If you keep the daily csv's in a separate folder you can add a Python shutdown script to delete all files in that folder when the workspace is done. Alternatively you can use a SystemCaller to do the same thing via a command line.
That way it'll make sure no daily file is processed more than once.
Thank you for your quick response!
Unfortunately, the data belongs to a different department so I wont be able to delete anything or amend the file structure.
I was wondering if there was a way more to check the names of the files that have already been read and saved to the merged file (if I add fme basename) and get it to only read those which have not. I could read the output file and retrieve the basenames that exist (get unique values through something like a Duplicate filter). However, I don't know how I can tell a reader only to read certain files (the ones where the basename does not appear in the duplicate filer) - is there a way to pass a list of files to the reader?
Thank you for your help
Thank you for your quick response!
Unfortunately, the data belongs to a different department so I wont be able to delete anything or amend the file structure.
I was wondering if there was a way more to check the names of the files that have already been read and saved to the merged file (if I add fme basename) and get it to only read those which have not. I could read the output file and retrieve the basenames that exist (get unique values through something like a Duplicate filter). However, I don't know how I can tell a reader only to read certain files (the ones where the basename does not appear in the duplicate filer) - is there a way to pass a list of files to the reader?
Thank you for your help
Well, that makes things a bit more complicated. You can keep a log of your own of files you've already processed and then use a File/Directory Path reader to get a list of files first, compare that list to yours and then only process the ones you haven't done yet. Instead of using a CSV reader in your workspace you'll have to use a FeatureReader so you can still do the whole thing in a single workspace.
Create a SQL table, bring it in to FME, bring in the CSV, run them both through a ChangeDetecror. From there you will have;
updated - records that have changed
insert - new records
deleted - deleted records
unchanged - existing records that are unchanged
After that add 2 SQL writers;
Order matters in your navigator so put the delete as the highest by right clicking and click 'move up' until it is above the insert.
1st writer is a delete operation to handle the updated records
2nd writer is an insert operation for both the update and insert records
Deletes and unchanged shouldn't be needed.
Well, that makes things a bit more complicated. You can keep a log of your own of files you've already processed and then use a File/Directory Path reader to get a list of files first, compare that list to yours and then only process the ones you haven't done yet. Instead of using a CSV reader in your workspace you'll have to use a FeatureReader so you can still do the whole thing in a single workspace.

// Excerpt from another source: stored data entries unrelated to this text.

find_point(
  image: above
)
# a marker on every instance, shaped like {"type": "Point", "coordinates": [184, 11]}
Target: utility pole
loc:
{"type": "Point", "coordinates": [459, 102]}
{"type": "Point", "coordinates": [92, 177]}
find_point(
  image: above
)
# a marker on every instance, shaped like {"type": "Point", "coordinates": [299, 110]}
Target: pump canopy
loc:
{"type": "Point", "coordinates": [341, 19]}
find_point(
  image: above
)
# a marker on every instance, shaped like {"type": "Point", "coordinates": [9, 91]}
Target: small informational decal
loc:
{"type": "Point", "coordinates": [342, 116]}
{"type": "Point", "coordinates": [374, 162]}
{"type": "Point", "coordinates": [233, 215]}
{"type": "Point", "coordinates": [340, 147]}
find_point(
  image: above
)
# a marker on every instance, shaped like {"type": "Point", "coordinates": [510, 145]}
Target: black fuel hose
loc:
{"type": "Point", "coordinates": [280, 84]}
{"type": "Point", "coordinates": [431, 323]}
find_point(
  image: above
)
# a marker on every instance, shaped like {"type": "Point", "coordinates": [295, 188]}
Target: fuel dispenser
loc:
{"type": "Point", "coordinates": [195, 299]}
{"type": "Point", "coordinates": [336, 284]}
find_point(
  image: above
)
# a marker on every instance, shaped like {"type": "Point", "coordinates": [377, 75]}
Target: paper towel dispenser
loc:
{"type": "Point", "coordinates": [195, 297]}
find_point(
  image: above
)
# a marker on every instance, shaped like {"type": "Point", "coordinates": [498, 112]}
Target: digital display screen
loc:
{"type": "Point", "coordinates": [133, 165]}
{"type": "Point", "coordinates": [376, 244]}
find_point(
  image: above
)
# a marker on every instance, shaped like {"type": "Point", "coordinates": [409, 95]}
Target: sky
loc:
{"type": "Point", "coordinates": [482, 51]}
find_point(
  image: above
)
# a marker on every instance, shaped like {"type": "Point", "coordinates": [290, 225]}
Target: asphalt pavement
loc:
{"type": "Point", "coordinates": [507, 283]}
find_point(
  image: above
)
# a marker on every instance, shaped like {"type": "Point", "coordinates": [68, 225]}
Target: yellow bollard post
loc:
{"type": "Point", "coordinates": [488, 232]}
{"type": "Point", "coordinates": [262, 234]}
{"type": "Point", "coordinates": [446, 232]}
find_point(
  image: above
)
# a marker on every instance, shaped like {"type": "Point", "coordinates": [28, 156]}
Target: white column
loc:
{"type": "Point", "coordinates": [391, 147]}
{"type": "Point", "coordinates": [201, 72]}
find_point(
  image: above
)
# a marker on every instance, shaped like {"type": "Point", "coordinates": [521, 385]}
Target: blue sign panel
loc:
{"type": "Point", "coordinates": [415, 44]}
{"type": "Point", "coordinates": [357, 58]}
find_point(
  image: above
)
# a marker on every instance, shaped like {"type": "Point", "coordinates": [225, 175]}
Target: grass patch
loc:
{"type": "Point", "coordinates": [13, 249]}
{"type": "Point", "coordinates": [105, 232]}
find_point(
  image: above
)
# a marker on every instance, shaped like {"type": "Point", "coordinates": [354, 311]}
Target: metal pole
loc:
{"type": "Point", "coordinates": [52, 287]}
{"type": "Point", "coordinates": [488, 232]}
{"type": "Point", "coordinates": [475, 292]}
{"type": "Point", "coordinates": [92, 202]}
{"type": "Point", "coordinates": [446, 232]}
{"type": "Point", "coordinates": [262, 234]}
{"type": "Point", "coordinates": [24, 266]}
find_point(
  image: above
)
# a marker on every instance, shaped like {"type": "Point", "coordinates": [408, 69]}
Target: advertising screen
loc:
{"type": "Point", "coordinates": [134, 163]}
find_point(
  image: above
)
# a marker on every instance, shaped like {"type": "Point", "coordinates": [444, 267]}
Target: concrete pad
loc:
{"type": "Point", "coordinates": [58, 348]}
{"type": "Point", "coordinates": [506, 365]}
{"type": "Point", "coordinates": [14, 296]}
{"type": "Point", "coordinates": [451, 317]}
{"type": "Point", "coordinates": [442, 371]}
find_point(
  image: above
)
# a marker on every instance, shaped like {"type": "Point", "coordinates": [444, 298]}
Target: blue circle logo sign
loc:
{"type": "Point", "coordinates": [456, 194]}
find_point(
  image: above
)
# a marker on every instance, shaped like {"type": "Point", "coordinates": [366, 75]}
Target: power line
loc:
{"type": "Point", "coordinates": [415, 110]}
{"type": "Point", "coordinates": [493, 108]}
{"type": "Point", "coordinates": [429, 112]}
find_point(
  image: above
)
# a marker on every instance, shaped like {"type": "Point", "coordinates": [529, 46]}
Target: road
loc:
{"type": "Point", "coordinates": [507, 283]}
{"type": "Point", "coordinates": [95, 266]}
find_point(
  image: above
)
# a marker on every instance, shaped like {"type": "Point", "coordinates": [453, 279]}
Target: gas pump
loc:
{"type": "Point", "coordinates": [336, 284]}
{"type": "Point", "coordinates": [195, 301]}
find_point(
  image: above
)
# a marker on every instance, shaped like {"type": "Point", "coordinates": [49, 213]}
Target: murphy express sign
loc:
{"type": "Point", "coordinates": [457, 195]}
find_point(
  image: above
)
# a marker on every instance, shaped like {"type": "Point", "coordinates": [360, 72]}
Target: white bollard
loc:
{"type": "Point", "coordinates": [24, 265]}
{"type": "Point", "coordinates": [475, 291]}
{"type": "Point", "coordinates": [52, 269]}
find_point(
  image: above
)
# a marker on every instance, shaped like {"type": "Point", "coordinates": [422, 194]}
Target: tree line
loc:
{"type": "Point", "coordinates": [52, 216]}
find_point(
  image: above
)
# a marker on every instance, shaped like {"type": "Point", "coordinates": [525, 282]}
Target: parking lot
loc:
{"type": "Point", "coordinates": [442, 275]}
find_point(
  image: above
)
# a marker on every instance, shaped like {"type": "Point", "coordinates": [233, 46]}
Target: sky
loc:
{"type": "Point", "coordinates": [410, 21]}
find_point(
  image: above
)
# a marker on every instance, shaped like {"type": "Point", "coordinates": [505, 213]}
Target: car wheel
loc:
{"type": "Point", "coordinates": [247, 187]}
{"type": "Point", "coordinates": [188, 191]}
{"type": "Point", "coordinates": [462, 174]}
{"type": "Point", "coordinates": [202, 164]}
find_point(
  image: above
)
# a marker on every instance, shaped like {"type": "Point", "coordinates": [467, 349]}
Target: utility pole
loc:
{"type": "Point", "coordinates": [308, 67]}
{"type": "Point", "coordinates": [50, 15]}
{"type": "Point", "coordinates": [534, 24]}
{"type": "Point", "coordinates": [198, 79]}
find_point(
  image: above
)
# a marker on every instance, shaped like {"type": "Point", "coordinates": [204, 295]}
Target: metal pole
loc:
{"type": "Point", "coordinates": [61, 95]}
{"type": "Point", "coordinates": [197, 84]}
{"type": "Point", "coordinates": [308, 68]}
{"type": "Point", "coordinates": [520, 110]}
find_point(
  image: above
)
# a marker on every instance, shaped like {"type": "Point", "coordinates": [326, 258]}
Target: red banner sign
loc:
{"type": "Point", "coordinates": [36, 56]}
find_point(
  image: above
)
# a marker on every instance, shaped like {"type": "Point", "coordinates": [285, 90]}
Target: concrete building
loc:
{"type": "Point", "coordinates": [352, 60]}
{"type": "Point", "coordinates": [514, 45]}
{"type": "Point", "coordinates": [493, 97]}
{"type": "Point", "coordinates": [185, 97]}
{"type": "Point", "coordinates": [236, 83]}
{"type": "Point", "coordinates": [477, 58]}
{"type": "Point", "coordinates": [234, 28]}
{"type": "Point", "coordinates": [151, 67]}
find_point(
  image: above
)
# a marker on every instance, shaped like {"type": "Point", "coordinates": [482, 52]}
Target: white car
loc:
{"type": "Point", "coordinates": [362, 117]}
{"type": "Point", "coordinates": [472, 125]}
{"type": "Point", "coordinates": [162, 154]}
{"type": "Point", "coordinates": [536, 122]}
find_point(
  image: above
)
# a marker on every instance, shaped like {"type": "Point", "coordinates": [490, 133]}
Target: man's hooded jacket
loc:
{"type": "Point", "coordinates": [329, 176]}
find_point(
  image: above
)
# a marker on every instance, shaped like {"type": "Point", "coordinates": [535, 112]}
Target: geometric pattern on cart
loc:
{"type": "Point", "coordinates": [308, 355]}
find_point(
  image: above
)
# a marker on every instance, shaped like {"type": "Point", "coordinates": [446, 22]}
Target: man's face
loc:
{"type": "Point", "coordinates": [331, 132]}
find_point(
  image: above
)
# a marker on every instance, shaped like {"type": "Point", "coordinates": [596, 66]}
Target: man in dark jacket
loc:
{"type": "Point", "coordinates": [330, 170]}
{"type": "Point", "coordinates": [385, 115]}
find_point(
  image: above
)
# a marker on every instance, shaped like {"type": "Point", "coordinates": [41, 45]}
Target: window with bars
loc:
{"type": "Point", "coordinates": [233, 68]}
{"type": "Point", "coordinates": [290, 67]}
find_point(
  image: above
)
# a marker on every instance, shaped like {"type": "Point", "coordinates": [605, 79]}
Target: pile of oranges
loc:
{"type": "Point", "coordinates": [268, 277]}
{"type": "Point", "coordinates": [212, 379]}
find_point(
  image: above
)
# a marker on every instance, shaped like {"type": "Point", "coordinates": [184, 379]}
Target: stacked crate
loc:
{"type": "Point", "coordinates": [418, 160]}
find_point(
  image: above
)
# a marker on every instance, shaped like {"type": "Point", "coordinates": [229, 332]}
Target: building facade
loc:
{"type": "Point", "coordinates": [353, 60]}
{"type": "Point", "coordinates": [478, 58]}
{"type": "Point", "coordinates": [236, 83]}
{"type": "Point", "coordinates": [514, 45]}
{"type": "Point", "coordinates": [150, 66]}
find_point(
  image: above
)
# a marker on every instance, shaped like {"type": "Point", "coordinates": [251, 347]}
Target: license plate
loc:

Amazing - this is exactly what I'm looking for, thank you. However, I'm new to the feature reader and am having an issue. Its reading the features correctly but its not actually bringing in any data - when I view what is on the generic port, it shows the correct number of records, but it says No Schema. Any idea what I am doing wrong?
Thanks
Well, that makes things a bit more complicated. You can keep a log of your own of files you've already processed and then use a File/Directory Path reader to get a list of files first, compare that list to yours and then only process the ones you haven't done yet. Instead of using a CSV reader in your workspace you'll have to use a FeatureReader so you can still do the whole thing in a single workspace.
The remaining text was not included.